On Thursday morning last, at sunrise, agreeably to a previous arrangement, a number of citizens of this town, consisting principally of young men, set out for their amusement to scour the adjacent woods of that species of vermin of the desert which infests our cornfields. They attacked this formidable enemy with that firmness and intrepidity which became soldiers--They returned at the setting of the sun with their fallen foes. The number killed amounted to about 3000, inclusive of many of the feathered tribe which appeared to have been in alliance with the Squirrels.--Thus ended the campaign.
--Rutland Paper
Agricultural communities generally considered squirrels, whether gray, red, or striped [chipmunks], to be destructive vermin. Massive squirrel hunts worked to solve perceived agricultural problems as well as to provide amusement for hunters (and spectators). One popular format pitted teams from one town against teams from another with prizes (cash, bushels of corn, a squirrel barbeque) going to the victorious team. Results of such squirrel hunts (kills in the thousands and sometimes tens of thousands) were commonly written up and sent to area newspapers (sometimes with detailed statistics) with the aim of encouraging other towns to set up squirrel hunts of their own. Indeed, the squirrel hunt notice was such a common news item that it became a kind of emblem of the news to be found in rural papers.

Generally the notices were run as public services or amusements, though sometimes the paper running the notice explicitly disapproved. The most dramatic (jaw-dropping, really) example I have found is the following from the New Hampshire Sentinel on December 1, 1821, commenting on a squirrel hunt in Rutland, Vermont which had destroyed
...4961 of these pretty animals, who asked no higher privilege than wisely to prepare for a cold and merciless winter. For this, their lives are taken with as little ceremony as white animals of a different species would throw overboard a cargo of diseased or disabled black ones.
It is worth remembering there was some overlap between anti-cruelty activists and abolitionists...

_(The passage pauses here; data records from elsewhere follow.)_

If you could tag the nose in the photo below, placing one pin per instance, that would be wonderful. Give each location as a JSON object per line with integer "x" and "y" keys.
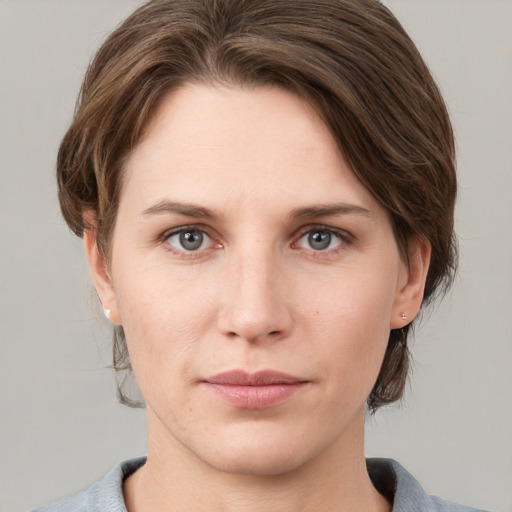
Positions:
{"x": 256, "y": 305}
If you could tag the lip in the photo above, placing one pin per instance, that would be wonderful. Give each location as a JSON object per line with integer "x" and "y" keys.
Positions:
{"x": 259, "y": 390}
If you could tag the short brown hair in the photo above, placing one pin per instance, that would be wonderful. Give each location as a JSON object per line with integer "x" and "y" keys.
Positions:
{"x": 350, "y": 59}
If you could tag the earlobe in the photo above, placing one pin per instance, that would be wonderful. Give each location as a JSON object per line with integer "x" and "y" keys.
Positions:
{"x": 411, "y": 288}
{"x": 100, "y": 274}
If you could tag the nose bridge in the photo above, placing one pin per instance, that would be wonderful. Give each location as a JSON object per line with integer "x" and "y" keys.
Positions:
{"x": 255, "y": 305}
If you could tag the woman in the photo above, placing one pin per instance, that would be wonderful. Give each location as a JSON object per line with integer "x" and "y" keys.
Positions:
{"x": 266, "y": 190}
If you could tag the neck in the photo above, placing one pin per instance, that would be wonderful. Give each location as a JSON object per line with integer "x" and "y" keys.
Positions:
{"x": 175, "y": 479}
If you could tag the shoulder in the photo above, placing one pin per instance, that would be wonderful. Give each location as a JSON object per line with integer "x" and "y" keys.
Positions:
{"x": 396, "y": 483}
{"x": 105, "y": 494}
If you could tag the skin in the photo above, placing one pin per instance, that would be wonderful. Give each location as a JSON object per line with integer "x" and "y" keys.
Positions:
{"x": 255, "y": 295}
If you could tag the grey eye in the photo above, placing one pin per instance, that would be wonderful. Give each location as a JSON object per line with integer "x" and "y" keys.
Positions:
{"x": 319, "y": 240}
{"x": 189, "y": 240}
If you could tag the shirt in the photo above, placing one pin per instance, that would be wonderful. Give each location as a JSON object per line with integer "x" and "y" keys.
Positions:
{"x": 387, "y": 475}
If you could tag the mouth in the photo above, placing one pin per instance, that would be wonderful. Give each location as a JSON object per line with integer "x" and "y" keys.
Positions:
{"x": 259, "y": 390}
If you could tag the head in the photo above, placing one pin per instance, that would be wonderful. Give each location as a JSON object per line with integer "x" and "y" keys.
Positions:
{"x": 350, "y": 61}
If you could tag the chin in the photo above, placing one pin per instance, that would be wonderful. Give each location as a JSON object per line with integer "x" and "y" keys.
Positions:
{"x": 261, "y": 454}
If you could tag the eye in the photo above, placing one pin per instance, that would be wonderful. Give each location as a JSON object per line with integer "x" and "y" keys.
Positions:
{"x": 320, "y": 239}
{"x": 189, "y": 240}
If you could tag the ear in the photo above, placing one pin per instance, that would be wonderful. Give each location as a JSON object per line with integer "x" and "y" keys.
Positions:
{"x": 99, "y": 270}
{"x": 411, "y": 284}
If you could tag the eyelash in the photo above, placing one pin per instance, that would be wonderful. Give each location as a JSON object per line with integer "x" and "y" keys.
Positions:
{"x": 344, "y": 238}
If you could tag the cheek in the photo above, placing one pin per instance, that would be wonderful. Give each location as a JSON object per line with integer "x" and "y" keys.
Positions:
{"x": 164, "y": 318}
{"x": 351, "y": 322}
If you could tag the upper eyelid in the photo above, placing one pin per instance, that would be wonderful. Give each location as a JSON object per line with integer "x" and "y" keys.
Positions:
{"x": 342, "y": 233}
{"x": 297, "y": 235}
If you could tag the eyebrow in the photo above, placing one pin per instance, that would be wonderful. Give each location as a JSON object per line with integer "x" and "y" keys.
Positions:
{"x": 186, "y": 209}
{"x": 326, "y": 210}
{"x": 200, "y": 212}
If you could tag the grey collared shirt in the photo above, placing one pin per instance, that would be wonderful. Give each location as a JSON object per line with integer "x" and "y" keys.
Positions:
{"x": 388, "y": 476}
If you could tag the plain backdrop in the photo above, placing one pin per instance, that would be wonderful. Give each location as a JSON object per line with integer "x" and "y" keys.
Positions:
{"x": 60, "y": 425}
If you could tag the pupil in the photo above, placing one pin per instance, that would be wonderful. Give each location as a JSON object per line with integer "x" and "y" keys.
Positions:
{"x": 191, "y": 240}
{"x": 320, "y": 240}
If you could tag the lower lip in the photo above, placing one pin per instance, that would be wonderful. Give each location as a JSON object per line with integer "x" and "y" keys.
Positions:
{"x": 255, "y": 397}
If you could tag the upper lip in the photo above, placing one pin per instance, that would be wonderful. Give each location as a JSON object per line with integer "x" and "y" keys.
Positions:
{"x": 259, "y": 378}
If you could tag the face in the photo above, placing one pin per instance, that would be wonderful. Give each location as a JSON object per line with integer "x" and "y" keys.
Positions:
{"x": 255, "y": 278}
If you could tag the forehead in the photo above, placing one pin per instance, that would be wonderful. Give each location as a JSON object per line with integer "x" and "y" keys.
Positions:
{"x": 211, "y": 144}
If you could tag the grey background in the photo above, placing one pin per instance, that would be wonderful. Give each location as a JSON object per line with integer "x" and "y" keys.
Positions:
{"x": 60, "y": 425}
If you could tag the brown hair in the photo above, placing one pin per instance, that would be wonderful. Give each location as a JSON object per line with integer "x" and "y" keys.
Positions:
{"x": 351, "y": 59}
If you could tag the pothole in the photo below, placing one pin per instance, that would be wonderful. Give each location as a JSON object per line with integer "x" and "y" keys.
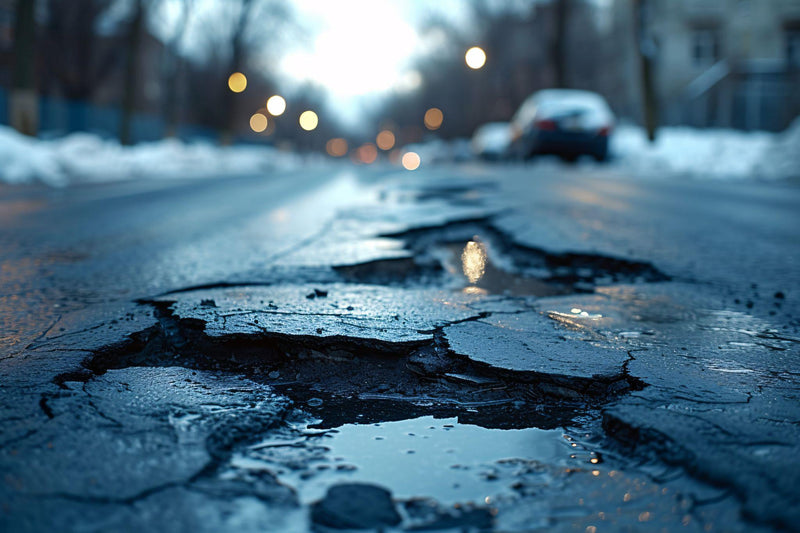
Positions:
{"x": 474, "y": 255}
{"x": 424, "y": 457}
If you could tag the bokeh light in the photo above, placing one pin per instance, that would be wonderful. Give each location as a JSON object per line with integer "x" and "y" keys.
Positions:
{"x": 475, "y": 57}
{"x": 237, "y": 82}
{"x": 308, "y": 120}
{"x": 336, "y": 147}
{"x": 367, "y": 153}
{"x": 276, "y": 105}
{"x": 258, "y": 122}
{"x": 410, "y": 161}
{"x": 433, "y": 118}
{"x": 385, "y": 140}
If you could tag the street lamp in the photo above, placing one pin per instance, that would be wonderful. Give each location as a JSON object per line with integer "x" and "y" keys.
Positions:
{"x": 237, "y": 82}
{"x": 276, "y": 105}
{"x": 308, "y": 120}
{"x": 475, "y": 57}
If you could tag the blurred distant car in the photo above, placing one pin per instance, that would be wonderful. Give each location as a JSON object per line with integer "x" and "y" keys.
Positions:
{"x": 564, "y": 122}
{"x": 491, "y": 141}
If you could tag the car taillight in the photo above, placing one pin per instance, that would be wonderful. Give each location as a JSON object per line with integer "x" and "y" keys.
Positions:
{"x": 546, "y": 125}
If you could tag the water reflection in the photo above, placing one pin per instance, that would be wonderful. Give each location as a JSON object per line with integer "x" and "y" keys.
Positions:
{"x": 473, "y": 261}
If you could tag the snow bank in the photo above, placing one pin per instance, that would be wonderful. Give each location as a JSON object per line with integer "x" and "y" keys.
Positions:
{"x": 84, "y": 158}
{"x": 709, "y": 153}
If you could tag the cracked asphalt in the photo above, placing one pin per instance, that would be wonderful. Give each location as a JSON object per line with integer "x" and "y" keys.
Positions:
{"x": 510, "y": 348}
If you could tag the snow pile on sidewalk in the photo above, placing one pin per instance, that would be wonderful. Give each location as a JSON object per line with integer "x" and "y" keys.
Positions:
{"x": 710, "y": 153}
{"x": 84, "y": 158}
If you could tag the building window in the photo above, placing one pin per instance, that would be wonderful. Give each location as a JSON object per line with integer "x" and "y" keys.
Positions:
{"x": 705, "y": 47}
{"x": 793, "y": 47}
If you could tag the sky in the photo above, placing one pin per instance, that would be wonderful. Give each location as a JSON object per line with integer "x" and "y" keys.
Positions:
{"x": 359, "y": 49}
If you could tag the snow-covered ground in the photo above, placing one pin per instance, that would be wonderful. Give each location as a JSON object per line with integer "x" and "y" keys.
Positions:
{"x": 84, "y": 158}
{"x": 709, "y": 153}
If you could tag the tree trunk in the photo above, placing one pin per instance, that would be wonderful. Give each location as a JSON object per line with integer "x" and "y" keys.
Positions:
{"x": 24, "y": 100}
{"x": 646, "y": 51}
{"x": 131, "y": 71}
{"x": 559, "y": 47}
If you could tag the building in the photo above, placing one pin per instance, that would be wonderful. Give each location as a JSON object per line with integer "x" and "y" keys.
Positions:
{"x": 726, "y": 63}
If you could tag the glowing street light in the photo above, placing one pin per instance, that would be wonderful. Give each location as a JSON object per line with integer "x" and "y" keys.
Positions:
{"x": 258, "y": 122}
{"x": 410, "y": 161}
{"x": 433, "y": 118}
{"x": 308, "y": 120}
{"x": 276, "y": 105}
{"x": 475, "y": 57}
{"x": 385, "y": 140}
{"x": 237, "y": 82}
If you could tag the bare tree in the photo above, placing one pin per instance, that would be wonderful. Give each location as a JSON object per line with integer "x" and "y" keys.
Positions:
{"x": 24, "y": 100}
{"x": 559, "y": 47}
{"x": 133, "y": 53}
{"x": 174, "y": 66}
{"x": 76, "y": 60}
{"x": 239, "y": 35}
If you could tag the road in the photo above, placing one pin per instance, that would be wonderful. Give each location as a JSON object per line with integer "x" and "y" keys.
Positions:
{"x": 174, "y": 353}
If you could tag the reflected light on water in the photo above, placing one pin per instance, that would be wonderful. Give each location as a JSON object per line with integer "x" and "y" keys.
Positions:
{"x": 276, "y": 105}
{"x": 473, "y": 261}
{"x": 308, "y": 120}
{"x": 433, "y": 118}
{"x": 410, "y": 161}
{"x": 336, "y": 147}
{"x": 237, "y": 82}
{"x": 258, "y": 122}
{"x": 385, "y": 140}
{"x": 474, "y": 290}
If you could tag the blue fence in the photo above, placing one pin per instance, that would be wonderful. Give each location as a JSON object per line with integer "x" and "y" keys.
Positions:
{"x": 58, "y": 117}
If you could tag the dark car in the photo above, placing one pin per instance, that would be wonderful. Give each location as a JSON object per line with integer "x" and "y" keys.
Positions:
{"x": 564, "y": 122}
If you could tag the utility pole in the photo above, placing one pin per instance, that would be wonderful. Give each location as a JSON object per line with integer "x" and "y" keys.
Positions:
{"x": 24, "y": 101}
{"x": 646, "y": 50}
{"x": 559, "y": 46}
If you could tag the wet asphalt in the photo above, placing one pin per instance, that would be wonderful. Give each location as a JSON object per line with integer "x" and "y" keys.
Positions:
{"x": 170, "y": 351}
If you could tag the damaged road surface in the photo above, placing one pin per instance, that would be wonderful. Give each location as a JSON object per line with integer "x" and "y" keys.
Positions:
{"x": 450, "y": 349}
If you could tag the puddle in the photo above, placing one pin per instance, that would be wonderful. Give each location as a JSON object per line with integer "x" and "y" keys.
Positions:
{"x": 472, "y": 263}
{"x": 426, "y": 456}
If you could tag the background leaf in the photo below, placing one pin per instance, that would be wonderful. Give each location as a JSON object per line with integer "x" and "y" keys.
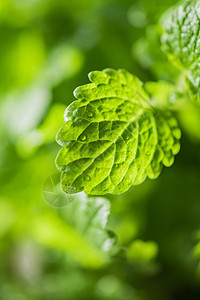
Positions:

For our purposes, the significance of the grand squirrel hunt is its overlap with massive bird hunts. Birds perceived as agricultural pests were commonly added to kill totals. Here's another example, from the Providence Patriot (May 19, 1824) reporting on a squirrel hunt around Craftsbury, Vermont:
There were killed, 4370 squirrels, 1135 woodpeckers, 124 bluejays, 99 pigeons, 53 blackbirds, 18 woodchucks, 15 crows, 10 owls, 10 skunks, 2 mink, 1 weazel, and 1 hawk--making a total of 5838.
Due to this kind of hunting pressure (competitive squirrel hunts happen to this day though at a much smaller scale) gray squirrels became somewhat scarce by the turn of the century in many parts of the country. Eventually gray squirrels joined the ranks of "useful" animals when foresters recognized their value as "planters."